There is well-known (or not so well-known, depending on what you do) feature in NT family system, called “Image File Execution Options”.
It is really in the registry
HKEY_LOCAL_MACHINE\SOFTWARE\Microsoft\Windows NT\CurrentVersion\Image File Execution Options
Create a sub key, with the name as your executable without the path (i.e. notepad.exe). When your application starts, OS will look for specific registry values under that reg key, and act accordingly.
Regmon (http://www.sysinternals.com/ntw2k/source/regmon.shtml) trace of a helloworld app shows the following registry value is queried:
“Debugger” is discussed in many articles, like this one http://support.microsoft.com/default.aspx?kbid=238788. It is a way to automatically launch a debugger when an application starts.
“DisableHeapLookaside” is discussed here http://support.microsoft.com/default.aspx?scid=http://support.microsoft.com:80/support/kb/articles/Q195/0/09.ASP&NoWebContent=1&NoWebContent=1. A way to fall back to ancient heap manager.
“ShutdownFlags” is discussed here http://msdn.microsoft.com/library/default.asp?url=/library/en-us/appendix/hh/appendix/enhancements5_5ppv.asp. A way to detect heap leak.
“RpcThreadPoolThrottle” is discussed here http://support.microsoft.com/default.aspx?scid=%2Fservicedesks%2Fbin%2Fkbsearch.asp%3FArticle%3D267255.
“GlobalFlag” is controlled by a tool called gflags.exe, which is documented in MSDN http://msdn.microsoft.com/library/default.asp?url=/library/en-us/ddtools/hh/ddtools/gflags_00s3.asp. It is bundled with windows debugger (http://www.microsoft.com/whdc/devtools/debugging/default.mspx), which in my opinion, the best debugger ever created.
If you play with gflags.exe more, you will found more interesting registry values under Image File Execution Options.
I can’t find anything for “ApplicationGoo”. But you can see that in a vanilla WindowsXP system, several reg keys are already presented in Image File Execution Options with ApplicationGoo set to random binaries.
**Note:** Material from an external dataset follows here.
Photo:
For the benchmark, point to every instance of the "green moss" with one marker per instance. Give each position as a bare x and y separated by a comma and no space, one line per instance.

I suspect this is something to do with AppCompat.
I can’t find anything for “MinimumStackCommitInBytes”, “ExecuteOptions” and “DebugProcessHeapOnly”. But it is very easy to decipher their meaning from their name (except ExecuteOptions, which I suspect is yet another AppCompat goo).
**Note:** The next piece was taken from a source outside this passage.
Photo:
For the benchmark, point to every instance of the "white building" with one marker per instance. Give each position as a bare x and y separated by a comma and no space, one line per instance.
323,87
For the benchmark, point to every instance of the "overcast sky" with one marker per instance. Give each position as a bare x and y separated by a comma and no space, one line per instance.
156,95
There is another one “BreakOnDllLoad”, which is discussed here http://www.west-wind.com/presentations/iis5Debug.htm. But with the “sxe ld” command in windows debugger, I think it is much less useful. Of course if you are using something other than windows debugger, it will help you to determine why (and when) a certain dll is loaded.